The Defence Committee tut-tutted that aspects of their culture highlight the Armed Forces are still a man’s world. On Tuesday this point was almost conceded by General Sir Nick Carter, the outgoing Chief of the Defence Staff, who observed to members that a ‘laddish culture’ was not exactly discouraged, not least because ‘ultimately our soldiers have to go close and personal with the enemy’.
For all the CDS’s focus on the ‘long term cultural change’ needed to quell anti-social behaviour within its ranks, what is being overlooked is the military’s main mission: defeating the country’s enemies, often by killing them.

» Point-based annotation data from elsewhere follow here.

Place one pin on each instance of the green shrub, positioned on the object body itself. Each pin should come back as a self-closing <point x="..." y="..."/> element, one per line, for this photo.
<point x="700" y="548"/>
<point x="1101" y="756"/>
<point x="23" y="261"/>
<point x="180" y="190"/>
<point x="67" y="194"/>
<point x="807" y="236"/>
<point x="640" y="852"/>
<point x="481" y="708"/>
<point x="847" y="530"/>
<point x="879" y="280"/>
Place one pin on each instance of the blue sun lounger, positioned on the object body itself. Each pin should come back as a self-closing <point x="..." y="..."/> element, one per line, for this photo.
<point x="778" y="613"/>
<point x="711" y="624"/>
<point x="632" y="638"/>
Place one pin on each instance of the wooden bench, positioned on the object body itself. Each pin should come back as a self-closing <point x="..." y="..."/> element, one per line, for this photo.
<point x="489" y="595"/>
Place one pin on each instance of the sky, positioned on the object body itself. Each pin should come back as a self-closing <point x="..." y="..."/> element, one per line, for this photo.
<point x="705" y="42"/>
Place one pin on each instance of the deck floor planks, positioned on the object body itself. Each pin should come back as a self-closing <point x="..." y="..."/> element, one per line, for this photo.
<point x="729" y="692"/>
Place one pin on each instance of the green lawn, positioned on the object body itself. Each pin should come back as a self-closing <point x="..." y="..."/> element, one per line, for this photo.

Those who would prefer to see an inclusive rainbow flag rather than the Union Jack flying permanently over MoD’s main building seem to forget the demands of combat effectiveness.
In the past few decades successive governments have been keen that the Armed Forces should reflect the civilian society they serve. Why? Two-thirds of civilians are overweight; one third obese. The 2020 British Social Attitudes survey highlights that the proportion who agree that schools should teach children to obey authority fell from 85 per cent in 2004 to 72 per cent in 2019. This suggests that some might not have much truck with hierarchical, rules-based organisations.
Reflecting society is often a euphemism for recruiting more women and people from ethnic minorities. For all the Forces’ talk of ‘technical trades’ and playing down combat, most women would not contemplate joining up any more than they would glove up and get into a boxing ring with Tyson Fury. Nascent research suggests the majority of Our Girls already have family links within the Services.
Whether nature or nurture, most civilian women have no problem accepting the Forces remain a male domain, just like Lord’s cricket ground or the construction industry. Perhaps the MoD should start asking them. After all, despite being ruled by their hormones – a message implicit in the Defence Committee’s report – women taxpayers finance the defence budget.
In these woke-not-bloke days, laddish culture is of course only a step or two away from toxic masculinity.
As the country gathers around its war memorials on Sunday, the service and sacrifice of the fallen, their stoicism, resilience and courage, will be contemplated.
There are hundreds of thousands, if not millions, listed on those memorials commemorating Britain’s war dead who fought in uniform for Queen (or King) and country.
Lest we forget, with very few exceptions, all of them are men.